During the four-year period, 551 women aged 18-30 years were newly diagnosed with HIV; 30% were pregnant at the time of HIV diagnosis. Pregnant women were more likely to be Hispanic (PR=1.58, 95% CI 1.15, 2.17) and not report typical risk factors. Fourteen percent of pregnant women's partners had an undiagnosed infection compared with slightly more than 8% of nonpregnant women's partners (p<0.01).

CONCLUSIONS

Ethnic differences in co-diagnosis of pregnancy and HIV suggest that young Hispanic women may have differential access to and acceptance of routine HIV screening.
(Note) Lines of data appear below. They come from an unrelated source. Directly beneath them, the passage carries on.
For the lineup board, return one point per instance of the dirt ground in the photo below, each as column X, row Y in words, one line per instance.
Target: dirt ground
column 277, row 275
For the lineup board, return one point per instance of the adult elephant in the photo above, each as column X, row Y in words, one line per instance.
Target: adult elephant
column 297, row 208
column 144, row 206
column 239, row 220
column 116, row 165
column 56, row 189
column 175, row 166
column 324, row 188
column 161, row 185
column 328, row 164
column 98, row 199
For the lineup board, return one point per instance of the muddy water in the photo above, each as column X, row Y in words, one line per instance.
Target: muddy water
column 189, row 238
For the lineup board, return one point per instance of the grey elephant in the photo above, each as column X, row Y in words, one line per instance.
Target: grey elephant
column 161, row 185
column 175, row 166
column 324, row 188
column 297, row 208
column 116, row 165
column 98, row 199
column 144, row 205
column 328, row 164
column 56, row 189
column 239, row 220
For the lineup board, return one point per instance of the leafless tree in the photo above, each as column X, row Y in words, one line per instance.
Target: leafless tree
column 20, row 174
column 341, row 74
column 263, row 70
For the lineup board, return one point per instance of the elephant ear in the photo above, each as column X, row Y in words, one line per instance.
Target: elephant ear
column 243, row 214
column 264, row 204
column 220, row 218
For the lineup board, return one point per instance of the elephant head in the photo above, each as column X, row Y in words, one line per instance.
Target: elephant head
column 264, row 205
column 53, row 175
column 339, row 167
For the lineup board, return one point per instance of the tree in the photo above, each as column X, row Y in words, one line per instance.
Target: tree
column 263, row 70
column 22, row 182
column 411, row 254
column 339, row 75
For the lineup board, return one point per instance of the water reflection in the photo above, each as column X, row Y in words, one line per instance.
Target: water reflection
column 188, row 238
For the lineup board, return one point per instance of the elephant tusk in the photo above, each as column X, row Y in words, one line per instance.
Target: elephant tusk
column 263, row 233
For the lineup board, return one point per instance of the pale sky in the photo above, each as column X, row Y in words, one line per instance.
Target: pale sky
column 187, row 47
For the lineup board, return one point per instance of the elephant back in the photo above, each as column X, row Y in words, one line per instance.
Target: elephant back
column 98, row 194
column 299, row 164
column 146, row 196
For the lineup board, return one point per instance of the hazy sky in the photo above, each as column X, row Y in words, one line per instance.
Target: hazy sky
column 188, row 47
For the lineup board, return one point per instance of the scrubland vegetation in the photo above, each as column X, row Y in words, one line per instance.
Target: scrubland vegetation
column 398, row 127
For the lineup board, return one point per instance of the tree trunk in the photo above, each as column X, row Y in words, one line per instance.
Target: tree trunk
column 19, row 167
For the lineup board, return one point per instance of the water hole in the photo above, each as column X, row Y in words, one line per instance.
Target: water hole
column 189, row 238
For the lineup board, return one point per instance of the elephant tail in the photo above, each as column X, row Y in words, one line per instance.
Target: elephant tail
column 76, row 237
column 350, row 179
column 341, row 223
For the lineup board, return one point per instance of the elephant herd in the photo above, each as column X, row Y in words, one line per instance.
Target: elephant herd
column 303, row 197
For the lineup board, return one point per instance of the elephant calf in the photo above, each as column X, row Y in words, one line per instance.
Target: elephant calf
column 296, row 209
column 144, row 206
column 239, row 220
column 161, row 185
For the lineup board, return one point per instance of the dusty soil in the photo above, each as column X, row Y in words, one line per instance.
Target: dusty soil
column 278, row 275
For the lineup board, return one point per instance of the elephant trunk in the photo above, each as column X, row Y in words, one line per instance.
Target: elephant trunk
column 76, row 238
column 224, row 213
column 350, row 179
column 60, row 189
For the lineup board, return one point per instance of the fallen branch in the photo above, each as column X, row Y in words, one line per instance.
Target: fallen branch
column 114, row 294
Comprehensive prenatal screening combined with partner notification can be effective in reaching infected male partners who are undiagnosed.

摘要

目的

我们描述了北卡罗来纳州(NC)在诊断出人类免疫缺陷病毒(HIV)感染时怀孕的年轻女性,以确定可以针对其增加 HIV 筛查的高危人群。我们研究了伴侣咨询和转介服务(PCRS)与综合产前 HIV 筛查的综合效果。

方法

我们对 2002 年至 2005 年期间在 NC 新诊断出 HIV 的年轻女性的 PCRS 图表进行了回顾性审查。我们确定了研究样本中怀孕的患病率,并进行了双变量分析以评估 HIV 诊断时怀孕的预测因素,计算了 95%置信区间(CI)的患病率比(PR)。我们分析了伴侣通知工作的结果,包括 HIV 阳性伴侣诊断的时间和阶段。

结果

在四年期间,551 名年龄在 18-30 岁的女性新诊断出 HIV;30%在 HIV 诊断时怀孕。孕妇更有可能是西班牙裔(PR=1.58,95%CI 1.15,2.17),并且没有报告典型的风险因素。与非孕妇的伴侣相比,孕妇伴侣中有 14%的伴侣未被诊断出感染,而略多于 8%(p<0.01)。

结论

在共同诊断妊娠和 HIV 方面的种族差异表明,年轻的西班牙裔女性可能在常规 HIV 筛查方面存在不同的机会和接受程度。综合产前筛查结合伴侣通知可以有效地接触到未被诊断的感染男性伴侣。